Appellant also argues that, even if he violated the ordinance, such violation was not a proximate cause of respondent’s injury. But we cannot say, as a matter of law, that the violation was not a proximate cause. The jury was fully instructed as to proximate cause, and found against appellant. That finding is within the province of the jury, and will not be disturbed here. (Mosley v. Arden Farms Co., supra.)

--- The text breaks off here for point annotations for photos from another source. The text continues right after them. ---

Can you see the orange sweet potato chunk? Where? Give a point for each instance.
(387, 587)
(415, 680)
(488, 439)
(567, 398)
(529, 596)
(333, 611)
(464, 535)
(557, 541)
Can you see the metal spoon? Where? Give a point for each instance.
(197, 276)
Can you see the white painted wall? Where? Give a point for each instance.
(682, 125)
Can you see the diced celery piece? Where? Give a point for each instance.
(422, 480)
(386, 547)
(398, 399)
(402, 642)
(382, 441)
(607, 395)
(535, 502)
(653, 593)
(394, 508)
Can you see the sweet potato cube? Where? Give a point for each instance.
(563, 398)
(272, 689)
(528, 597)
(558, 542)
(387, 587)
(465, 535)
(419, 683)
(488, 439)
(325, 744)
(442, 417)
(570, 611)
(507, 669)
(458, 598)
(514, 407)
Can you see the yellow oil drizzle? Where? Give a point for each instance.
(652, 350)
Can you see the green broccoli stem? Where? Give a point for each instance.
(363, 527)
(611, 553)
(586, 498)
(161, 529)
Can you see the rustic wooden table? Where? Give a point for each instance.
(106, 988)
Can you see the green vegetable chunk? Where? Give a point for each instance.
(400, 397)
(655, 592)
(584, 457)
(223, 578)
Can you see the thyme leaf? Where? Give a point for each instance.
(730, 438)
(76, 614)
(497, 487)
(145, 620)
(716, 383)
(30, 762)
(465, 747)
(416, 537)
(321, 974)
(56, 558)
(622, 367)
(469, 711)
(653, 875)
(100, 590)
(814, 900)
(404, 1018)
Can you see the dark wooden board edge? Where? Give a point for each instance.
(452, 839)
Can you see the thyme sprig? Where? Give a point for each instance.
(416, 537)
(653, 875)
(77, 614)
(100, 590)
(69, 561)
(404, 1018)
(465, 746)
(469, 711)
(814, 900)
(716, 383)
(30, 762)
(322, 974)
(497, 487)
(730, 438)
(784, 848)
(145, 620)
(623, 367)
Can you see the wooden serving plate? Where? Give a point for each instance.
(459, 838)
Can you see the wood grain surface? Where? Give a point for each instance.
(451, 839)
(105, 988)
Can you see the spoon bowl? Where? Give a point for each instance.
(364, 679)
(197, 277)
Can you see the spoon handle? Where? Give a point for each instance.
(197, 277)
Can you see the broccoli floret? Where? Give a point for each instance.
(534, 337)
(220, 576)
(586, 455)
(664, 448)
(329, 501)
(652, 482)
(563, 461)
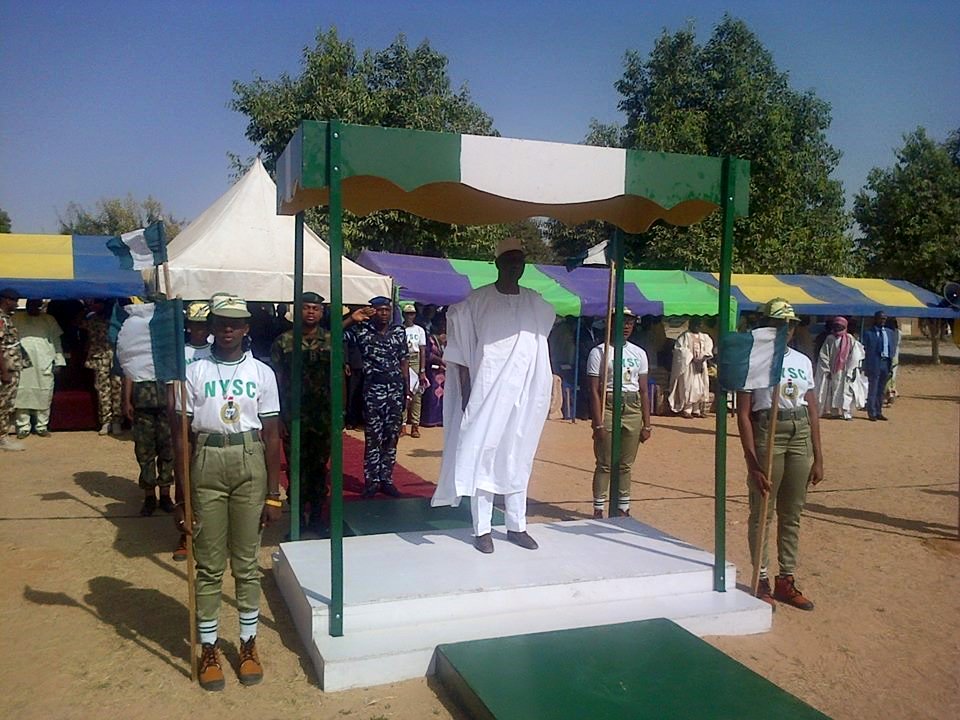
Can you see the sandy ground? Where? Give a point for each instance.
(93, 611)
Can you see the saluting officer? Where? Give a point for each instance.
(234, 408)
(383, 346)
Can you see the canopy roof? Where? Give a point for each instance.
(582, 291)
(480, 180)
(825, 295)
(64, 266)
(240, 245)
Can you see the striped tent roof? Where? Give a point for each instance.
(826, 295)
(477, 180)
(64, 266)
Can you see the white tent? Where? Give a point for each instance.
(240, 245)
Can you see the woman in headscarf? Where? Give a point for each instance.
(832, 373)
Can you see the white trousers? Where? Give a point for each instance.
(515, 511)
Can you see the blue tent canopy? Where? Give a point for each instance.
(60, 267)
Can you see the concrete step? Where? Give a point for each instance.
(405, 593)
(387, 655)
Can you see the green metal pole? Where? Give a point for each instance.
(728, 192)
(296, 379)
(617, 340)
(334, 129)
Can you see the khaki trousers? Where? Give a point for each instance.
(229, 487)
(792, 460)
(631, 423)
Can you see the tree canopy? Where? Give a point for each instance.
(399, 87)
(727, 97)
(114, 216)
(910, 213)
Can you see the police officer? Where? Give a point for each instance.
(386, 389)
(10, 362)
(314, 406)
(234, 409)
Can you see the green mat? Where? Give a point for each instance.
(652, 669)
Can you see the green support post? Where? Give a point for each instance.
(296, 379)
(616, 338)
(728, 192)
(336, 377)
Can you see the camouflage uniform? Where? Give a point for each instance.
(152, 442)
(314, 411)
(100, 360)
(10, 347)
(383, 397)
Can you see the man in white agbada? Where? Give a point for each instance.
(496, 398)
(839, 379)
(40, 338)
(689, 379)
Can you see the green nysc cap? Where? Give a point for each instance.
(224, 305)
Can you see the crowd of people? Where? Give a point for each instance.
(503, 347)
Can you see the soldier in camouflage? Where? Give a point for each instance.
(386, 390)
(100, 360)
(10, 360)
(145, 406)
(314, 406)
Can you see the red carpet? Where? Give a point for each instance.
(407, 482)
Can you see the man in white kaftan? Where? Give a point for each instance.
(496, 398)
(689, 378)
(40, 338)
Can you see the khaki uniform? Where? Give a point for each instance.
(10, 347)
(100, 360)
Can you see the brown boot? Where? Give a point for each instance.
(785, 590)
(250, 671)
(210, 673)
(763, 592)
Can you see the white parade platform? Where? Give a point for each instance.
(406, 593)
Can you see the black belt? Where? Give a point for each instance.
(228, 439)
(799, 413)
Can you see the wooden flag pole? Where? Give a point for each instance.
(768, 469)
(181, 389)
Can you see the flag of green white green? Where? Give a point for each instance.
(141, 249)
(149, 340)
(753, 360)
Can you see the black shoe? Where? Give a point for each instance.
(484, 543)
(522, 539)
(389, 489)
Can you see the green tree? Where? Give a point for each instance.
(910, 214)
(114, 216)
(398, 87)
(726, 97)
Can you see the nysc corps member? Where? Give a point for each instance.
(233, 407)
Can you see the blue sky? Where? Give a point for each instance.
(101, 99)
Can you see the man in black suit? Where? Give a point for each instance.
(879, 345)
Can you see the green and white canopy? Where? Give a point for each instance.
(477, 180)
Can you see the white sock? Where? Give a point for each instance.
(207, 629)
(248, 624)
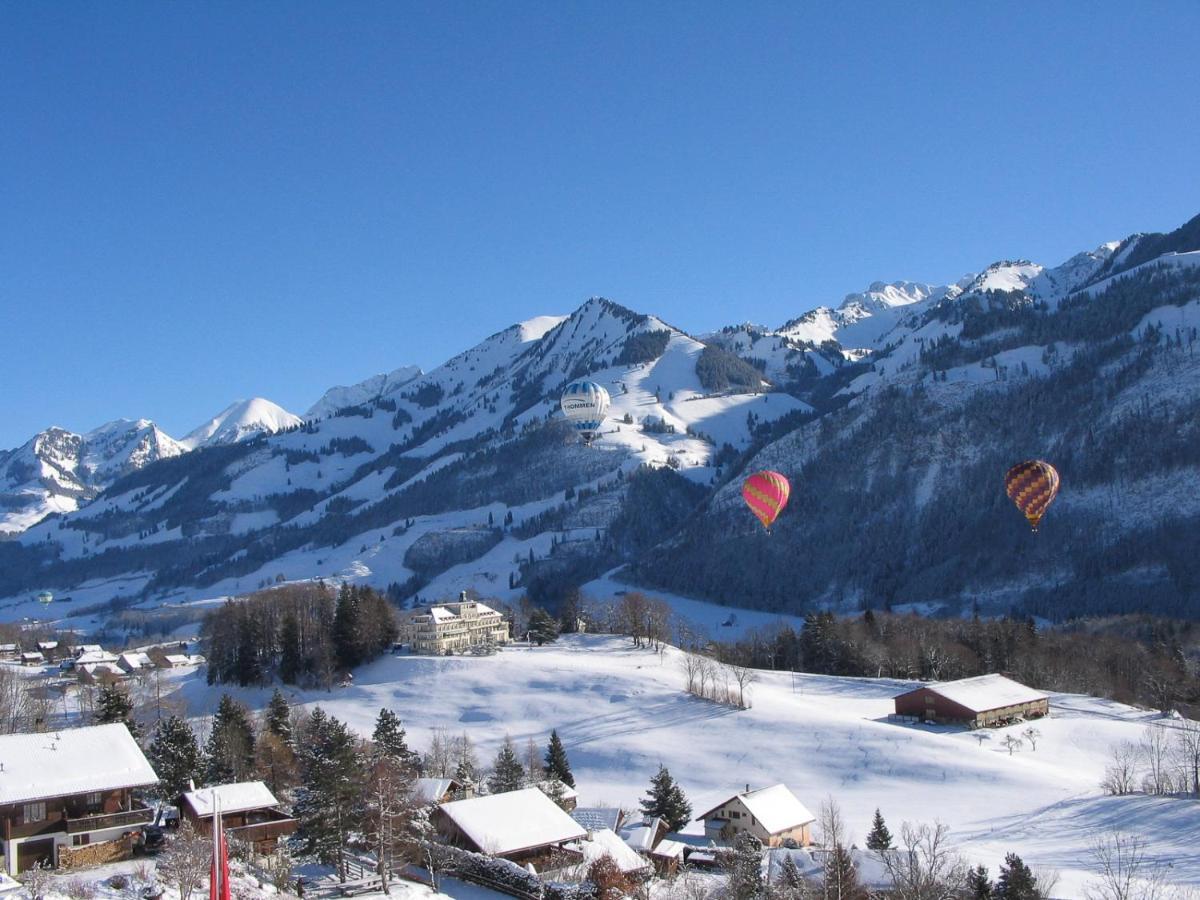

It may be that appellant intends to argue that the ordinance is not one designed to protect a class of which respondent is a member, that it therefore establishes no duty upon appellant as to respondent, and that for this reason all instructions upon the ordinance were in error. This argument *155would be based upon the view that the ordinance permits obstruction of the sidewalk for a period of 30 minutes, that injury to a particular user of the walk is quite as likely to occur within 30 minutes of the placing of the obstruction as at a later time, and that therefore the ordinance is not intended for the protection of sidewalk users. However, we are disinclined to accept such a contention. Rather, it appears to us that the ordinance is designed wholly for the protection of users of the sidewalk, and that it allows a reasonable license or exemption for use of the walks for necessary commercial purposes, such exemption being strictly limited by its own terms. In any event, appellant is in no position to advance such a contention. In the first place, he permitted the ordinance to go into evidence without any objection on his part. If he now seeks to urge error in the instructions upon the ordinance, he is similarly without basis for complaint, because he has failed to produce a record here which shows that he did not himself invite the alleged error by submitting the instructions upon the ordinance. (People v. Letourneau, 34 Cal.2d 478, 493 [211 P.2d 865].)

The judgment is affirmed.

Nourse, P. J., and Kaufman, J., concurred.

A petition for a rehearing was denied November 16, 1956, and appellant’s petition for a hearing by the Supreme Court was denied December 12, 1956.

Assigned by Chairman of Judicial Council.